She was wearing a blue tunic and managed to be lovelier to my eyes than the day before. So unlike me with my spare flesh stretched over a tall frame, she comes but to my shoulder and is womanly, with womanly fullness, rose-tinted skin and swelling curves of breast and hip, small hands and feet . . . hands of great delicacy and grace as I had discovered when she played her reed, and of astonishing softness, as I had learned when she brushed away my tears at her music, and when I took the hand she offered, surprised and awkward before her loveliness, the morning of Anniversary Day . . . She had worn yellow then, enhancing the golds of her gold-brown hair; but on this day the dark blue of her tunic drew notice to her eyes, light blue and so clear and direct in their gaze that they seemed transparent, taking mine into a limitless depth . . .

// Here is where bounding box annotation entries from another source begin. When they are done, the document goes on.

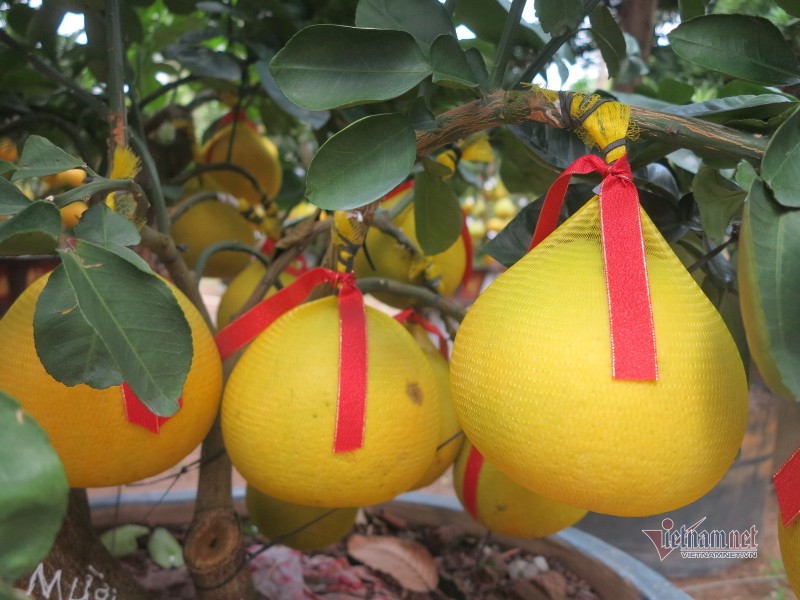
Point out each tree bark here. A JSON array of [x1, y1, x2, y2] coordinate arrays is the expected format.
[[16, 488, 152, 600]]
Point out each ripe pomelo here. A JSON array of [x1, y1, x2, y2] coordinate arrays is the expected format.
[[0, 275, 222, 487], [450, 200, 748, 516], [406, 323, 464, 490], [453, 440, 586, 538], [221, 297, 440, 508], [199, 118, 283, 206], [245, 485, 358, 551], [778, 517, 800, 596], [353, 190, 471, 307], [172, 200, 257, 279]]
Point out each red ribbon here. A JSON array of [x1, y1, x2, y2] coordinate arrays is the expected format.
[[529, 155, 658, 381], [772, 448, 800, 527], [216, 267, 367, 454], [394, 306, 450, 360], [120, 383, 183, 433], [462, 446, 483, 519]]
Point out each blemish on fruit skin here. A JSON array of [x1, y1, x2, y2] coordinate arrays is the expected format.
[[406, 381, 424, 406]]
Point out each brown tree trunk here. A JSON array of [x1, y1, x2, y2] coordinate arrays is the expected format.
[[16, 489, 152, 600]]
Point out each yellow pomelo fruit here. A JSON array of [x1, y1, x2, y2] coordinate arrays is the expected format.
[[453, 440, 587, 538], [407, 324, 464, 490], [737, 206, 793, 398], [450, 200, 748, 516], [353, 191, 468, 308], [61, 200, 89, 228], [200, 120, 283, 206], [0, 276, 222, 487], [245, 485, 358, 551], [217, 260, 297, 329], [222, 297, 439, 508], [172, 200, 257, 279], [778, 516, 800, 596]]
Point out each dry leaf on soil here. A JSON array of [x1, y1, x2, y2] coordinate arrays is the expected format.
[[347, 534, 439, 592]]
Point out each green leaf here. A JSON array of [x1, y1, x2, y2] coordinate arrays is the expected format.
[[306, 114, 417, 210], [589, 5, 627, 77], [100, 524, 150, 558], [270, 25, 431, 110], [668, 15, 800, 85], [61, 240, 192, 417], [739, 179, 800, 398], [431, 35, 478, 88], [75, 203, 142, 248], [761, 110, 800, 208], [0, 200, 61, 256], [356, 0, 456, 55], [147, 527, 185, 569], [33, 265, 124, 389], [678, 0, 706, 22], [0, 176, 31, 215], [414, 170, 464, 256], [11, 135, 83, 181], [534, 0, 583, 37], [0, 391, 69, 580], [692, 167, 747, 245]]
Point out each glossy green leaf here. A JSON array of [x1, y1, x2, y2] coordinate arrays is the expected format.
[[668, 14, 800, 85], [678, 0, 706, 22], [431, 35, 478, 88], [761, 110, 800, 208], [739, 180, 800, 398], [75, 203, 142, 247], [589, 4, 627, 77], [270, 25, 431, 110], [33, 265, 124, 389], [414, 170, 464, 256], [11, 135, 83, 181], [0, 391, 69, 580], [356, 0, 456, 54], [0, 200, 61, 256], [147, 527, 185, 569], [0, 176, 31, 215], [100, 523, 150, 558], [534, 0, 583, 37], [306, 114, 417, 210], [692, 167, 747, 244], [61, 240, 192, 416]]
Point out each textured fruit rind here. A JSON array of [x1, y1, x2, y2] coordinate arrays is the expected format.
[[245, 486, 358, 551], [450, 201, 748, 516], [737, 206, 793, 398], [0, 276, 222, 487], [222, 297, 440, 508], [453, 440, 586, 538]]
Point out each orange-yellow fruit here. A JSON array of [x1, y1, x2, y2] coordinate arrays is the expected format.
[[353, 191, 468, 307], [408, 325, 464, 490], [0, 276, 222, 487], [450, 200, 748, 516], [778, 517, 800, 596], [172, 200, 257, 279], [245, 485, 358, 551], [42, 169, 86, 190], [61, 200, 89, 228], [453, 440, 587, 538], [200, 119, 283, 206], [217, 260, 297, 329], [222, 297, 440, 508], [737, 207, 793, 398]]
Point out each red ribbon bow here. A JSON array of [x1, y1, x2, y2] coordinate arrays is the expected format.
[[216, 267, 367, 454], [772, 448, 800, 527], [529, 155, 658, 381], [394, 306, 450, 360]]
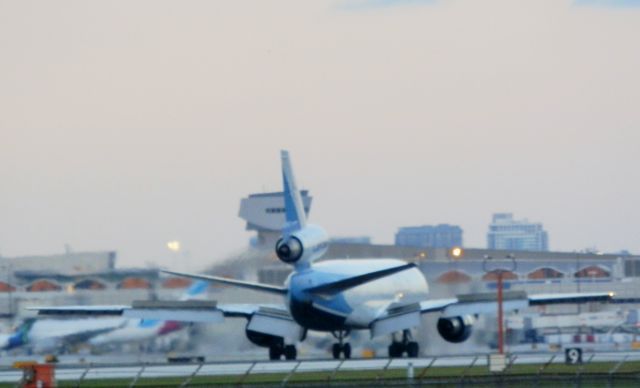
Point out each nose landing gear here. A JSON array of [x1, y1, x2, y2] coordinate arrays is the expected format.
[[269, 343, 298, 360], [331, 330, 351, 360], [389, 330, 420, 358]]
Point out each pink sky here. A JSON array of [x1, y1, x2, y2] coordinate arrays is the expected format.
[[0, 0, 640, 269]]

She came in with two containers that opened into trays, their contents permeating the room with intoxicating aromas. She said softly, placing a tray before me, “I understand that earlier today Farica and Venus presented most interesting discoveries on the continent of Nin.”
I had planned to call up their presentation from information storage that evening. I asked, “Would you like to view this with me?”
“Very much,” she said eagerly.
We sat companionably, I enjoying a meal even more delicious than its aromas suggested, she sitting with her legs curled up under her, the folds of her blue dress gathered around her, bare arms resting on the sides of her tray; occasionally and absently she ate her food as she raptly watched the lumiscreen. Afterward, as I took the trays away, she said that she would enjoy nightfall and then return to play for me.
I called up coordinates for the drones tracking the path of Laurel’s shipmates, and scanned Danya’s surveillance reports. Nothing unusual. Then as is my habit I walked down to Damon Point, and found Laurel seated with my fleece drawn up around her against the chill, watching the night deepen. We both sat in silence as the waves crashed, as the moons rose into a clear sky limned with brilliant stars and gauzy fluorescent stardust, until regretfully I broke the silence, knowing that the nocturnals would soon begin.
At my house she sat on the floor, her gaze distant, listening to the winds play over Zandra’s carvings, smiling at tonal qualities that pleased her. Then she played for me . . .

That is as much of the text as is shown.